D-War : La guerre des dragons

D-War : La guerre des dragons
2007
Shim Hyung-rae

Le marché asiatique cinématographique est en pleine expansion, en particulier la Chine et la Corée du Sud dont la part internationale ne cesse de croître. C’est justement à la Corée qu’on doit ce film au budget s’élevant tout de même à quelques 32 millions $. Le jour où l’Asie concurrencera sérieusement Hollywood est proche !

Le film se base sur une légende inventée pour l’occasion : tout les 500 ans, deux serpents se battent pour avoir les faveurs du Yun-Shu, un esprit incarné dans le corps d’une humaine qui sera marquée du signe du dragon de façon immaculée. Un protecteur lui est assigné jusqu’à ses 20 ans lors desquels elle peut s’offrir à une divinité serpent pour l’aider à devenir dragon. Mais à la dernière tentative, la Yun-Shu s’était tuée dans sa fuite amoureuse avec son protecteur. Mais aujourd’hui, un journaliste appelé Ethan se trouve être la réincarnation du protecteur et il se doit de protéger Sarah, la réincarnation du Yun-Shu, qui s’apprête à fêter ses 20 ans. Mais l’armée d’Imoogi est bien décidée à débarquer à Los Angeles pour se l’approprier.

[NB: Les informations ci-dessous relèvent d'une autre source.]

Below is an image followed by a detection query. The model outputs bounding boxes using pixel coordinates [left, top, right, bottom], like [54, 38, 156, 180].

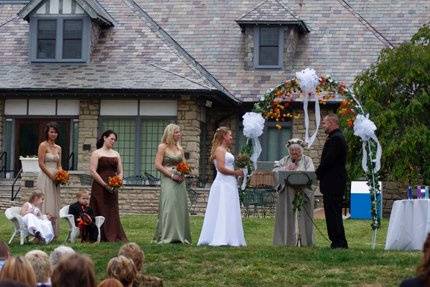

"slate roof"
[0, 0, 430, 101]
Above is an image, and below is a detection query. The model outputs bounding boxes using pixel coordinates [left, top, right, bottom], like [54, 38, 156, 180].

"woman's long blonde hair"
[210, 127, 231, 160]
[161, 124, 181, 148]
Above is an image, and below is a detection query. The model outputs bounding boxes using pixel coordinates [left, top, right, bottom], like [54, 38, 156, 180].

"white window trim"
[30, 15, 91, 63]
[254, 26, 284, 69]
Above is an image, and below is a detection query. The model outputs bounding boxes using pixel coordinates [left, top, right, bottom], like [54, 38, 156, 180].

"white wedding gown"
[197, 152, 246, 246]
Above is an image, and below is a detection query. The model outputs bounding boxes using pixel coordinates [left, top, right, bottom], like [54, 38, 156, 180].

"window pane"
[63, 20, 82, 39]
[63, 20, 83, 59]
[141, 119, 172, 177]
[258, 47, 279, 66]
[63, 40, 82, 59]
[37, 20, 57, 59]
[260, 28, 279, 46]
[37, 20, 57, 40]
[101, 118, 136, 177]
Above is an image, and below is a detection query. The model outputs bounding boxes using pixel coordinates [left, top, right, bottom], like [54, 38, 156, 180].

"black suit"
[69, 202, 99, 242]
[316, 129, 348, 248]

Assez déroutant, le film nous embarque dans une histoire abracadabrante assez complexe qui nous submerge de détails entre le présent, l’histoire du héros et le passé de la légende. Le conte d’il y a 500 ans est d’ailleurs l’occasion de constater l’ambition du film qui affiche de bons effets spéciaux reptilien à l’animation cependant pas très fluide mais cela est rattrapé par une quantité folle d’explosions et autres artifices. Puis finalement cette histoire plutôt bien structurée mais surréaliste prend place et se laisse suivre malgré les piètres acteurs. Mais heureusement, pour que le spectateur ne se pose pas trop de questions, l’immense serpent vient harceler nos héros toute les deux secondes, excellent moyen d’inclure des explosions et autre tôles froissées. Puis le dernier tiers balance la sauce et détruit les immeubles par dizaines et envoie toute sa panoplie de monstres. Et pour le coup, on en prend plein les yeux. On pourrait toujours pester contre les animations très années 90 mais il faut quand même reconnaître au film une certaine qualité graphique. Et avec un peu plus de 75 millions dans le monde, dont 55 en Corée, l’équipe peu se féliciter du résultat. Alors oui, on frôle le nanar, mais c’est original et divertissant.